DeSantis Vetoes Blanket Social Media Ban for Youths Under 16


Gov. Ron DeSantis on Friday vetoed a sweeping social media bill that would have effectively barred Florida residents under the age of 16 from opening accounts on services like TikTok and Instagram, even if their parents permitted them to do so.

In a post on X, Mr. DeSantis said he had vetoed the teen social media ban bill because the state’s Legislature was “about to produce a different, superior bill” that recognized parents’ rights. Last week, the governor had suggested the measure went too far by superseding the authority of parents.

Soon after the news of the veto, Paul Renner, a Republican who is the speaker of the Florida House of Representatives, said in a post on X that the new bill would be “an even stronger product to protect our children against online harms.”

While several states have recently passed laws requiring parental consent for children’s social media accounts, the Florida measure that Mr. DeSantis vetoed was designed as a more blanket ban. It would have required certain social networks to verify users’ ages, prevent people under 16 from signing up for accounts and terminate accounts that a platform knew or believed belonged to underage users.

Parents’ groups including the Florida Parent-Teacher Association had urged Mr. DeSantis to veto the bill after the state’s Legislature passed it last week.

The bill would almost certainly have faced constitutional challenges over young people’s rights to freely seek information. It also would have likely ignited online protests from teenagers who rely on social apps to communicate with friends and family, express themselves creatively, keep up with news and follow political, sports, food and fashion trends.

NetChoice, a trade group representing Meta, Snap, TikTok and other tech companies, said it welcomed Mr. DeSantis’s veto. In an email, Carl Szabo, NetChoice’s vice president and general counsel, said the measure, if signed, would have “replaced parents with government and Silicon Valley.” He added that the bill’s provision requiring social media sites to verify users’ ages would have led to “data collection on a scale never before seen in the state.”

Now Florida lawmakers are planning to amend a different bill that would regulate sexually explicit online material “harmful to minors,” adding provisions to restrict certain social networks that have “addictive features,” like endless content scrolls.

That bill would require pornography websites to verify users’ ages and keep out those under 18. Over the last two years, Louisiana, Utah, Mississippi and other states have enacted similar laws.

In his post on X, Mr. Renner said the amended bill would “empower parents to control what their children can access online while also protecting minors from the harm caused by addictive social media platforms.”

The Supreme Court is weighing free speech challenges to other social media laws, in cases that could reshape the internet. One of those cases involves a 2021 Florida statute, currently on hold, that would prohibit platforms like Facebook and X from permanently barring political candidates. (NetChoice is one of two tech trade groups challenging the state laws in the Supreme Court cases.)

But the Florida teen social media ban bill that Mr. DeSantis vetoed on Friday went further, representing one of the most restrictive measures that a state legislature has passed so far amid an escalating national effort to crack down on services like TikTok and Instagram in the name of child safety.

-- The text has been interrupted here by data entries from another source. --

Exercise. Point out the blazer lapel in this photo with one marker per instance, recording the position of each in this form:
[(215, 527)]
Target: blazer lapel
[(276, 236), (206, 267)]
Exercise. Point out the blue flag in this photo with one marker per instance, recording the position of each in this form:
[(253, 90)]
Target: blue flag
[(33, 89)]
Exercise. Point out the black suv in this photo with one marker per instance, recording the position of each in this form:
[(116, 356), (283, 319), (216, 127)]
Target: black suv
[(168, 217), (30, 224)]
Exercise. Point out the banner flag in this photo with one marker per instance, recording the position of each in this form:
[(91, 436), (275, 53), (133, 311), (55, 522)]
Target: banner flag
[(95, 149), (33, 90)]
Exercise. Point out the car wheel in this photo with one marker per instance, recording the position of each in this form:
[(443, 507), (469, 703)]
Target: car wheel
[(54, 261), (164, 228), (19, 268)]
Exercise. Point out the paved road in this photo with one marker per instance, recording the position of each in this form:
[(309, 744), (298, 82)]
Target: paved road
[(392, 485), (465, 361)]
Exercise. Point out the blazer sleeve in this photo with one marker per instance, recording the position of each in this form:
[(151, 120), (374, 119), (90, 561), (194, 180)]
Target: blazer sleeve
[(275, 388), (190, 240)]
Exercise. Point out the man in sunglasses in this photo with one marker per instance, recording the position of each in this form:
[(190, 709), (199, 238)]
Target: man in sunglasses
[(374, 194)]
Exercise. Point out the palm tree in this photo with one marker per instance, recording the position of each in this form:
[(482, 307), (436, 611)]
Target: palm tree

Over the last 18 months, other states have passed new online safety rules that would still allow younger teens to use social media.

Utah, Arkansas, Texas and Ohio last year passed laws that would compel social networks to verify users’ ages and obtain a parent’s permission before giving accounts to children under 16 or 18. In 2022, California passed a law that would require social networks and video game apps used by minors to turn on the highest privacy settings — and turn off certain features like auto-playing videos — by default for those young people.

The crackdown on social media stands out for being unusually bipartisan. California, a Democratic-led state, and Utah, a Republican-led state, each recently enacted landmark laws that take different approaches to protecting young people online. Separately, Florida last year became the first state to require public schools to ban student cellphone use during class time.

Balancing new social media restrictions with free speech rights can be tricky. NetChoice has successfully sued to halt the new laws in Arkansas, California and Ohio. Judges in those cases said the children’s online safety statutes most likely impinged on NetChoice members’ free speech rights to distribute information as well as young people’s rights to have access to it.

Mr. DeSantis said last week that he was “wrestling” with the Florida bill and weighing it against parents’ rights to make decisions about their children’s online activities.

“You’ve got to strike that proper balance when you are looking at these things between policy that is helping parents get to where they want to go versus policy that may be outright overruling parents,” he said.